- Born: April 26, 1942 (age 83)
- Police career
- Country: Birmingham, Alabama
- Department: Birmingham Police Department
- Service years: 1966–1998
- Status: Retired
- Rank: Chief

= Johnnie Johnson Jr. =

American police officer

Johnnie Johnson Jr. (born March 26, 1942, in Birmingham, Alabama) is a former police officer. Johnson was the second black police officer on the Birmingham, Alabama police force and the first black officer to become chief of police in Birmingham.

==Hiring==
Hiring black police officers into the Birmingham Police Department was a demand of the 1963 Birmingham Campaign for civil rights, and also a key demand of the white business community in the city who were the target of boycotts over racial segregation. In the same year, Albert Boutwell, a civil rights moderate, defeated Bull Connor, a segregationist, to become mayor of the city. Boutwell assured civil right movement leaders that he was actively pursuing the hiring of black officers. Despite numerous black candidates being put forward and passing the exam in the years immediately after 1963, none were hired due to their being perceived to be associated with the civil rights movement, either as having been members of it or having been sponsored by it. The perceived risk of being the first black officer on the force also dissuaded applicants, with one black community leader describing it as "suicide".

Johnson, who had previously volunteered as a civil defence volunteer, patrolling parts of the city vulnerable to racist attacks, signed up to study to become a reserve police officer in 1965. By 1966, frustration about the lack of progress in hiring black police officers led to further protests and boycotts in the city, and Johnson was invited by the deputy chief of the force to take the test to become a full-time officer. Johnson joined the force on March 31, 1966, making him the second black officer to join the force after Leroy Stover who had joined the previous day.

==Police career==
Johnson has described experiencing racial discrimination after joining the force, with white officers ostracizing him and on occasion referring to him and his fellow black officers as "niggers". By 1971 he had risen to the rank of sergeant, becoming the first black officer on the Birmingham force to hold that rank. The election in 1979 of Richard Arrington, the first black mayor of Birmingham, began an acceleration in racial integration of the force. Johnson was promoted together with Leroy Stover and John Fisher, the only other black sergeants on the force, to the rank of lieutenant in 1981. In 1986 Johnson was promoted to captain, making him the first black on the force to hold that position.

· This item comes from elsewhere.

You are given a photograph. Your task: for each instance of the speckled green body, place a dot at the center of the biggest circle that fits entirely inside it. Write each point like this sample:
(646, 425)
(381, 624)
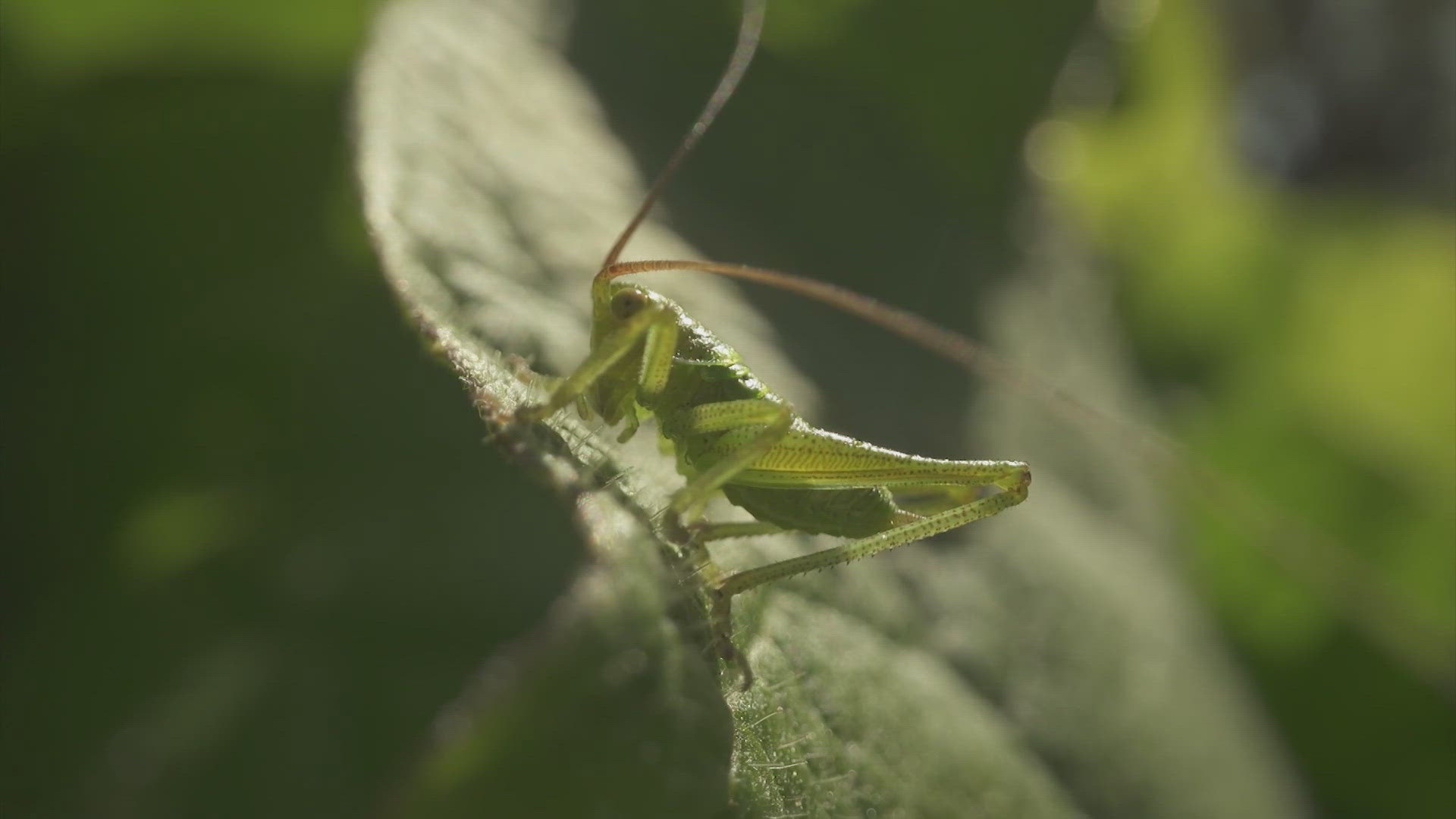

By 1991 Johnson had already made Deputy Chief. Arrington had previously brought in Arthur Deutcsh, a New Yorker, to run the force, however Deutcsh was forced to resign following his conviction for tampering with the arrest records of Richard Arrington's daughter, a conviction that was later overturned. Johnson was then picked to be acting police chief, a position he filled for roughly a year before Arrington appointed Johnson as the force's first black chief of police in 1992.

As Chief of Police, Johnson led efforts against domestic violence, and began a Citizen's Police Academy.